AI-based and 3D codecs give me MPEG-4 flashbacks—which is not a good thing. Hopefully I’ll have nothing to do with them.
Invent new lossless coding method for audio and become rock star. QOA is path to follow.
I know the names of APE, FLAC, Monkey’s Audio, MPEG-4 ALS, TAK and WavPack creators. None of them became a star. So you offer me two activities I don’t care about.
But to become real star, the lossless method needs to be both fast and compress much better than any current solutions available. I’m sure its doable.
Can’t beat RealMedia, their
rm
utility is the fastest and has the best compression ratio. There’s just one small flaw in it…So now you guys finally won’t be busy with the cool stuff and have time to fix boring things like playing video on Linux with hwdec without tearing!
If only. Making sure that video is decoded is easy (even if it takes time), tearing during playback is caused by the mix of GPU driver and display system (e.g. X11 or Wayland). And while codec specifications are more or less stable, drivers keep changing outside your control. No wonder people are not willing to go into it (I remember there was a lengthy rant on
mpv
wiki somewhere about that).Over the last several years I have indeed started acculating a few textbooks and otherwise non-digitally-available and/or out of print books (weird paper things, they kinda smell funny) and they have, as you say, actually contained useful and informative info. Who knew. I even have a few shelves for them.
Of course, I have also ended up with a few better left to the recycling pile in the process, as it’s not always clear which are even worth hunting out, or which even contain the info in the first place (e.g. I hunted for ages for the origin of some specific number in the analogue TV world and all the textbooks either stated it as a given, or referenced other books which stated it as a given… eventually I figured out by dumb luck that it originated in some FCC proposal by RCA in the 40s, in which seems pulles out of some engineer’s butt).
That’s all to say I can see why nobody can be bothered to dig. (One could argue that the foundations of what’s a large chunk of the digital age should be available digitally… but that seems like a lot of effort.)

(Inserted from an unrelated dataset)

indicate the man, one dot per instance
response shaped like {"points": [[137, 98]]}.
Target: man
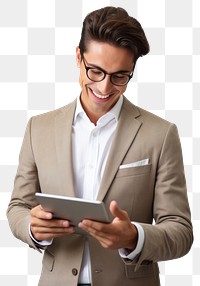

I understand and respect your efforts. What saddens me though is that most likely printed paper books are more likely to outlive the digital ones (thanks to the copyrightmongers and their DRM schemes), so the information is likely to live in an obscure place called library (I think I’ve visited those back in my student years).
This is something smiler I wrote for a long time. If we had infinite bandwidth, would we require a new video codec? If bandwidth cheaper, what gain would we have from serving higher bitrate 1080P H.264 files rather than AV1. And why pay the extra storage and compute cost for adding another Video Codec? And I was proposing at the time it make much more sense to have a higher bitrate H.264 files than another codec. And as we now discovered that is exactly what Youtube Premium is doing. ( Although at some point a new codec would still cross the compute and bandwidth threshold )
On another note, H.267, the next version after VVC, has the same encoding and decoding complexity increase. Where all previous generation were 10:2 or 10:1.
At this point in time I would much rather we have an improved H.264 codec that is patent free.
I’d say the conditions are a bit unrealistic – for streaming services bandwidth limits the number of users (and laws of physics prevent it from growing fast, the same applies to storage). For video hosting considering the sheer amount of videos uploaded every second storage is also a big problem.
Maybe we’ll hit a plateau eventually with the amount of connected users being more or less stable, no increases in resolution and framerate (the human visual system is limited, same as with audio where the limit has been reached earlier) and bandwidth enough to serve them all. Then we can argue there’s no need for a better codec and keep using patent-free H.264.